Durante mis años porteños gané, con “La transformación”, un concurso de cuento en la universidad de El Salvador, donde yo estudiaba. Eso fue un aliciente enorme para mi autoestima. No importaba que se tratara de un concurso de una universidad que no tenía una carrera relevante de literatura; lo fundamental era que había ganado algo en esa ciudad que admiraba tanto como me intimidaba. Eso, pensé, me validaba como escritor, al igual que el hecho de que la revista Puro Cuento, que dirigía el escritor argentino Mempo Giardinelli, decidiera publicar tres de mis cuentos breves.
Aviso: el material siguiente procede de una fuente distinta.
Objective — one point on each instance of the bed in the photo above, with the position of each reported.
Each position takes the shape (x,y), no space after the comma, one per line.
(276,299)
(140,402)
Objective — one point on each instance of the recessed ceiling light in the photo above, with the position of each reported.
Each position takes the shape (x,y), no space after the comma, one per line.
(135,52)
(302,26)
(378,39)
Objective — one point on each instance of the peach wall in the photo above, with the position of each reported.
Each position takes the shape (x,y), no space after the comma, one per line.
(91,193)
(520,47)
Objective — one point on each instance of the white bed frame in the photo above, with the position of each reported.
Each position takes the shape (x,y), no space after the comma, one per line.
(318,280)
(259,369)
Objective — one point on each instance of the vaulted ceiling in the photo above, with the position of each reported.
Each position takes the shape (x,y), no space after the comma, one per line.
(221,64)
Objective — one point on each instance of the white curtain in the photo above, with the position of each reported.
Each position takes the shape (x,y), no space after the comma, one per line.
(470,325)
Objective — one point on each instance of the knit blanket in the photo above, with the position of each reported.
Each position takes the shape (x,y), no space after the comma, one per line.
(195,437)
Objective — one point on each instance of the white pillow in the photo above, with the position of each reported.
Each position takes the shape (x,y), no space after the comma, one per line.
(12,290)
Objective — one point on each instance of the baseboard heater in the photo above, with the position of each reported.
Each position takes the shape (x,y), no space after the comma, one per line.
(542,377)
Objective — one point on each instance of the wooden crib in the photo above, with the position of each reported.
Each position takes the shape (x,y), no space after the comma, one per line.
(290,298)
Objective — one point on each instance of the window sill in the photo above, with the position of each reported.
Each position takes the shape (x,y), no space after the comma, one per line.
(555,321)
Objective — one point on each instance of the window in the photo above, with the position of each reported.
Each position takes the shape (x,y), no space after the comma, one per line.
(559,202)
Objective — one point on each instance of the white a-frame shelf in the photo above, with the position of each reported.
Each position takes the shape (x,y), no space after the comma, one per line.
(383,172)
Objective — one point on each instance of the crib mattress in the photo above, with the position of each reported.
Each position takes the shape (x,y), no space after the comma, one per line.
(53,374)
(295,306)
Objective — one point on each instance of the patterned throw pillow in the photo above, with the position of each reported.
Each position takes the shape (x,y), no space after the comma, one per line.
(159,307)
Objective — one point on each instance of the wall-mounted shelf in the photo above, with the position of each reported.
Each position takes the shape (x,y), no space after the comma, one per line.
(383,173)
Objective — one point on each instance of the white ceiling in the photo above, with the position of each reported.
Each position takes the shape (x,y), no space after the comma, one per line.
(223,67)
Hacia 1988, había asumido al fin mi vocación literaria en Buenos Aires. Podía sentirme un escritor de verdad. Incluso había enviado el manuscrito de Cristales en la noche a una editorial en Cochabamba, Los Amigos del Libro. Don Werner Guttentag se mostró interesado, pero dictaminó que sólo una sección del libro era rescatable. Ese mismo año me fui a estudiar a los Estados Unidos y continué escribiendo cuentos. A mediados de 1989, sentí que tenía un libro listo, al que esta vez titulé Las máscaras de la nada. Don Werner aceptó el manuscrito, y me dijo que saldría al año siguiente, con prólogo de Adolfo Cáceres Romero. De pronto me sentí menos solo: era mi primer libro, pero mucha gente me apoyaba para convertirlo en realidad. Estaba listo para la siguiente etapa de mi vida. O al menos eso creía.